Conditions d’exercice
Le tri se fait par la nature de la décision contestée, non par le sujet du dossier.
| Litige | Autorité compétente |
|---|---|
| Refus de congé parental | Tribunal du travail |
| Licenciement pendant la période protégée | Président de la juridiction du travail, requête dans les 15 jours |
| Licenciement de représailles | Président de la juridiction du travail, requête dans les 15 jours |
| Discrimination dans la relation de travail | Tribunal du travail ; ITM pour le contrôle ; parquet au pénal |
| Établissement ou contestation de la filiation | Juridictions civiles |
| Reconnaissance d'un acte d'état civil étranger | Juridictions civiles, autorités d'état civil |
| Refus d'indemnité par une caisse | Juridictions de sécurité sociale |
| Traitement illicite de données | Commission nationale pour la protection des données |
Modalités pratiques
Les délais du contentieux du travail sont les plus courts et commandent l'ordre des démarches.
| Démarche | Délai | Fondement |
|---|---|---|
| Requête en nullité d'un licenciement lié au congé parental | 15 jours à compter du licenciement | L.234-47 (8) |
| Requête en nullité d'un licenciement de représailles | 15 jours à compter de la notification | L.253-1 |
| Appel de l'ordonnance du président | 15 jours à partir de la notification par voie de greffe | L.253-1 |
| Saisine de l'ITM | Aucun délai légal | L.254-1 |
| Saisine du Centre pour l'égalité de traitement | Aucun délai légal | Loi du 28 novembre 2006 |
| Recours contre une décision de caisse | Selon les règles propres à la sécurité sociale | — |
Pratiques et recommandations
Le délai de quinze jours est le point où les dossiers se perdent. Un salarié qui commence par saisir l'ITM ou le Centre pour l'égalité de traitement, en croyant épuiser une voie préalable, laisse expirer le référé qui aurait constaté la nullité de son licenciement. Les démarches administratives ne suspendent aucun délai judiciaire.

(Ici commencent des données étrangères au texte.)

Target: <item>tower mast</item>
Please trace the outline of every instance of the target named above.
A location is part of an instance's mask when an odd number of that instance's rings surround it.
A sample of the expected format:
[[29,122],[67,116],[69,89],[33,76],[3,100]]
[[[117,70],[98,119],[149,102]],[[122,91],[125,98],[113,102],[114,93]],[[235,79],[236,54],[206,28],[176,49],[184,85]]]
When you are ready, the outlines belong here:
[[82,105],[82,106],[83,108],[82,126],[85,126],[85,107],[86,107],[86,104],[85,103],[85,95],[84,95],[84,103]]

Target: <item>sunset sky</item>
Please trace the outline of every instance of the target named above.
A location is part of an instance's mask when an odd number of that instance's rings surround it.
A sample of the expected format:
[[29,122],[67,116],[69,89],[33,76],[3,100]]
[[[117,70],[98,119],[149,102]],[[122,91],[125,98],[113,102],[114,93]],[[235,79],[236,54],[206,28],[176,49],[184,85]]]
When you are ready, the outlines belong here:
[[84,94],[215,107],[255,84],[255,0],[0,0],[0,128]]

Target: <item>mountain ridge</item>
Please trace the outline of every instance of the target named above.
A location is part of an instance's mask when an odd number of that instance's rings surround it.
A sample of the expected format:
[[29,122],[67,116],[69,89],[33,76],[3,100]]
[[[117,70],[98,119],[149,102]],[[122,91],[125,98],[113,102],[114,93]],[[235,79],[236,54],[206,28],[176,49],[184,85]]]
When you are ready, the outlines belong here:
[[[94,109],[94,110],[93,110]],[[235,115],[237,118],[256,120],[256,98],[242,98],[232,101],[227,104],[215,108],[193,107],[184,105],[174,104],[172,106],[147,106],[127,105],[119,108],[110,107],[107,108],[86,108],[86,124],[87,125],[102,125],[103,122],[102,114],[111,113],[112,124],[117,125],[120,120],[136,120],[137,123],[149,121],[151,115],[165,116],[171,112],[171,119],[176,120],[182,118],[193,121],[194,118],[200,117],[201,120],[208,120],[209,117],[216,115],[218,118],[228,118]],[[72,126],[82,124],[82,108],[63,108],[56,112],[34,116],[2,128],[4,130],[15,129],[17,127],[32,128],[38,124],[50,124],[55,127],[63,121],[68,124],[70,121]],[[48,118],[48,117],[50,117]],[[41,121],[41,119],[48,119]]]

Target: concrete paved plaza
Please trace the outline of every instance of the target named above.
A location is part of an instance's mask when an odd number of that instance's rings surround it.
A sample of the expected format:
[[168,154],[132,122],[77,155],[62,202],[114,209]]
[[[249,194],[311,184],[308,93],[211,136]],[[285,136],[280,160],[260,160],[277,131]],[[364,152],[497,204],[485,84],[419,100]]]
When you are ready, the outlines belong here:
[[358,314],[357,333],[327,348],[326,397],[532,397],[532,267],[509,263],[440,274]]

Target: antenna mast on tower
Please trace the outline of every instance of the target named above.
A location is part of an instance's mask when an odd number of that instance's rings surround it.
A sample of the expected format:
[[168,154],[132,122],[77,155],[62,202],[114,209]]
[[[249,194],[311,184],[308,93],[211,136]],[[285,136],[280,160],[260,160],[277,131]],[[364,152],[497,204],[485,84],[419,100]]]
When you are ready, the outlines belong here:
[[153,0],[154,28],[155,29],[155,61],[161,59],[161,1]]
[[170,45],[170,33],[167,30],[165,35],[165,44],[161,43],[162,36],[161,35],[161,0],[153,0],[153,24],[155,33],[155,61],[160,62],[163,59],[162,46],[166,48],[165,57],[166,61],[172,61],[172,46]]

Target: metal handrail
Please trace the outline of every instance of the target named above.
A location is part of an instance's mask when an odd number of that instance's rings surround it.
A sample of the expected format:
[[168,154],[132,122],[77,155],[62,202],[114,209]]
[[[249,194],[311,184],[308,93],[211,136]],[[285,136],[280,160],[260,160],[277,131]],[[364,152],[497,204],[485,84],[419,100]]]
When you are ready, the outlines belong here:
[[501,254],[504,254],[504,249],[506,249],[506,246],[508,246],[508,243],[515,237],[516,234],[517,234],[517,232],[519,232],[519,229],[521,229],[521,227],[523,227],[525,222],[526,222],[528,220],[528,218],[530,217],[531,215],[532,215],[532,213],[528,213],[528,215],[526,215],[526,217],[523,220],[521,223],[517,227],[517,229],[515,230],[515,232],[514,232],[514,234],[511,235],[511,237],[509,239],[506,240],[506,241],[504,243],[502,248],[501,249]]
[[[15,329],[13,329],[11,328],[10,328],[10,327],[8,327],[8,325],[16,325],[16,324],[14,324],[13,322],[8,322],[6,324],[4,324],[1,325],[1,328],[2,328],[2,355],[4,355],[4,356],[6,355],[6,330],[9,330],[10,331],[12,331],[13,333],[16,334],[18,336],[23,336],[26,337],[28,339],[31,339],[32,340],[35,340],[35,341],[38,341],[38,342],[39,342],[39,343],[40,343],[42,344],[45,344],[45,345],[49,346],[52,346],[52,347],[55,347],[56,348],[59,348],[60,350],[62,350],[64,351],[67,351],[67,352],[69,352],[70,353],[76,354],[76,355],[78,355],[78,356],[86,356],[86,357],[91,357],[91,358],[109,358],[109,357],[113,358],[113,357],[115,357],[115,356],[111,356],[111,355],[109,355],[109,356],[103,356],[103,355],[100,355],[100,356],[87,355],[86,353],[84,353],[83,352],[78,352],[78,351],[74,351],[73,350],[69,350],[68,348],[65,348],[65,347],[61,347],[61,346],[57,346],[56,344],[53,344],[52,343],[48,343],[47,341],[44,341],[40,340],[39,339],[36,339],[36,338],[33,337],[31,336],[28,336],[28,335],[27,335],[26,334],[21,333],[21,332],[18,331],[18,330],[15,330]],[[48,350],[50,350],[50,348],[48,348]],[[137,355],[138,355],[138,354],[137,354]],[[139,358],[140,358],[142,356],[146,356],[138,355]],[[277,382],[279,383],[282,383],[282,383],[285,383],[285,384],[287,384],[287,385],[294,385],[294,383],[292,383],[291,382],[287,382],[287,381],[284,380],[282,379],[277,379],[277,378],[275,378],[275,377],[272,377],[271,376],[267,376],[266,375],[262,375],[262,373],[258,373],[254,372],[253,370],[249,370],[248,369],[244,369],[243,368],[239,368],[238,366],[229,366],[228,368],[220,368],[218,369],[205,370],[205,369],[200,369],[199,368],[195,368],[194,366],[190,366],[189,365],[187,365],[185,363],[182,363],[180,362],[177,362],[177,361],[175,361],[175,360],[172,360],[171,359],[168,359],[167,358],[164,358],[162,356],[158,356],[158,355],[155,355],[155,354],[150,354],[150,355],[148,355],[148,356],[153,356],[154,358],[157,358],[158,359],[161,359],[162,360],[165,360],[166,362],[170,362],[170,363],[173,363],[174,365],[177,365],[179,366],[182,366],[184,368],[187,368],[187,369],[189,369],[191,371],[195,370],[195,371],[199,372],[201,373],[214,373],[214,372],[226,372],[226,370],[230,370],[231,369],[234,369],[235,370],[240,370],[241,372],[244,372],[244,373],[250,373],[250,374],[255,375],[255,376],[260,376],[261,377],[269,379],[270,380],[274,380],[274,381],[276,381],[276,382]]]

L'employeur a intérêt à orienter correctement, y compris contre son intérêt immédiat. Un salarié mal dirigé qui découvre tardivement la bonne voie soutiendra que l'information lui a été retenue ; le coût de cette allégation dépasse le bénéfice d'un délai laissé courir.
La distinction entre le droit du travail et le droit de la filiation évite bien des malentendus. Une entreprise n'a pas à attendre l'issue d'une procédure d'état civil pour traiter une demande de congé : elle se prononce sur les pièces dont elle dispose au jour de la demande, et une évolution ultérieure ouvrira, le cas échéant, un droit nouveau.
Cadre juridique
| Référence | Objet |
|---|---|
| Art. L.234-47, paragraphe (8) | Nullité du licenciement ; requête au président dans les 15 jours |
| Art. L.253-1 | Nullité des représailles ; référé ; appel dans les 15 jours |
| Art. L.253-2 | Charge de la preuve à l'employeur |
| Art. L.253-4 | Intervention des syndicats et des associations |
| Art. L.254-1 | Contrôle de l'application par l'ITM |
| Art. L.611-1 et L.612-1 | Missions et pouvoirs de l'Inspection du travail et des mines |
| Loi du 28 novembre 2006 | Centre pour l'égalité de traitement |
| Code pénal, art. 454 et 455 | Discrimination : critères et peine |
| Code civil | Filiation, adoption et état civil |
Note
Une saisine administrative ne suspend aucun délai judiciaire. Lorsque les deux voies sont utiles, la requête devant le président de la juridiction du travail se dépose en premier, dans les quinze jours.